The information contained herein shall not constitute an offer to sell or the solicitation of an offer to buy, in any jurisdiction in which such offer or solicitation would be unlawful prior to registration, exemption from registration or qualification under the securities laws of any jurisdiction.
This announcement is not for distribution, directly or indirectly, in or into the United States (including its territories and dependencies, any state of the United States and the District of Columbia), Canada, Japan, Australia or any jurisdiction into which the same would be unlawful. This announcement does not constitute or form a part of any offer or solicitation to purchase, subscribe for or otherwise acquire securities in the United States, Canada, Japan, Australia or any jurisdiction in which such an offer or solicitation is unlawful. IGEA Pharma N.V.’s shares have not been and will not be registered under the US Securities Act of 1933, as amended (the “Securities Act”) or under any securities laws of any state or other jurisdiction of the United States and may not be offered, sold, taken up, exercised, resold, renounced, transferred or delivered, directly or indirectly, within the United States except pursuant to an applicable exemption from, or in a transaction not subject to, the registration requirements of the Securities Act and in compliance with any applicable securities laws of any state or other jurisdiction of the United States. Subject to certain exceptions, the IGEA Pharma N.V. shares are being offered and sold only outside the United States in accordance with Regulation S under the Securities Act. There will be no public offer of these securities in the United States.

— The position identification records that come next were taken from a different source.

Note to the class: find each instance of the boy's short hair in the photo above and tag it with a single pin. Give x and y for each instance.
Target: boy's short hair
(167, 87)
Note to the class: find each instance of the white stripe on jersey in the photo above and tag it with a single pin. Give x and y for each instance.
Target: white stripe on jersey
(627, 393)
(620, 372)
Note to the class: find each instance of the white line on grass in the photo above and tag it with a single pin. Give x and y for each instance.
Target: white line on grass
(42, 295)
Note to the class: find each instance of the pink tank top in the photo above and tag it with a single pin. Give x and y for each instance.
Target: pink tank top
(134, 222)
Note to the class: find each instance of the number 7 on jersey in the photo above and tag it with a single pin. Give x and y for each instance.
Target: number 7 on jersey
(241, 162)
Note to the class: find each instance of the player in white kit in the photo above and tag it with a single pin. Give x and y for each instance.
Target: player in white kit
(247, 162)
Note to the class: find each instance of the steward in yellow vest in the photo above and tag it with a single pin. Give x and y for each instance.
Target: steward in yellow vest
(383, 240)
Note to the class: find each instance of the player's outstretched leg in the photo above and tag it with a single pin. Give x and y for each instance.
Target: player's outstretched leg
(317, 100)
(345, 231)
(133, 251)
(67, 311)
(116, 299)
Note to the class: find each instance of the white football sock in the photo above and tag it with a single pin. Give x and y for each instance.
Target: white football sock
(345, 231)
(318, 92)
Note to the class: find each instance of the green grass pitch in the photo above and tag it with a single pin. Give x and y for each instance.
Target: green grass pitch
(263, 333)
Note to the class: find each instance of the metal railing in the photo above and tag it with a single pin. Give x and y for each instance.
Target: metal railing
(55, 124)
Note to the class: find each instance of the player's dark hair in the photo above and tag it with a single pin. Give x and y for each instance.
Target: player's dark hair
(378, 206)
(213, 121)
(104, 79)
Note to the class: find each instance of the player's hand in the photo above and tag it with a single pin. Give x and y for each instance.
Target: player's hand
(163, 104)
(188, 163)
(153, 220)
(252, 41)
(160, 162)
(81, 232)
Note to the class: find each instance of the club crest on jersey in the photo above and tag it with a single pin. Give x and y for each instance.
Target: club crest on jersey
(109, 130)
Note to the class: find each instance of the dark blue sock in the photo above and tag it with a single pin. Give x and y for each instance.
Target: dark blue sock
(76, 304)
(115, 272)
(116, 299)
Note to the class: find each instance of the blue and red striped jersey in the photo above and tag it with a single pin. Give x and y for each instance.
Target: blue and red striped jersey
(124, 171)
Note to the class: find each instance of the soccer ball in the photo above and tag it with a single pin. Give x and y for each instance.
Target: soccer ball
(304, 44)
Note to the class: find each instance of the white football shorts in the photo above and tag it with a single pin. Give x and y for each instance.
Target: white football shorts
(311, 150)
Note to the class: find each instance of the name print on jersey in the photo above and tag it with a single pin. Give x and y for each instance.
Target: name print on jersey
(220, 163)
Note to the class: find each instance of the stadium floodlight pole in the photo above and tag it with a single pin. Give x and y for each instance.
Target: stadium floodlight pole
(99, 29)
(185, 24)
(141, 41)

The information contained herein does not constitute an offer of securities to the public in the United Kingdom. No prospectus offering securities to the public will be published in the United Kingdom. This document is only being distributed to and is only directed at (i) persons who are outside the United Kingdom or (ii) to investment professionals falling within article 19(5) of the Financial Services and Markets Act 2000 (Financial Promotion) Order 2005 (the “Order”) or (iii) high net worth entities, and other persons to whom it may lawfully be communicated, falling within article 49(2)(a) to (d) of the Order (all such persons together being referred to as “relevant persons”). The securities are only available to, and any invitation, offer or agreement to subscribe, purchase or otherwise acquire such securities will be engaged in only with, relevant persons. Any person who is not a relevant person should not act or rely on this document or any of its contents.
Any offer of securities to the public that may be deemed to be made pursuant to this communication in any EEA Member State that has implemented Directive 2003/71/EC (together with any applicable implementing measures in any Member State, the “Prospectus Directive”) is only addressed to qualified investors in that Member State within the meaning of the Prospectus Directive.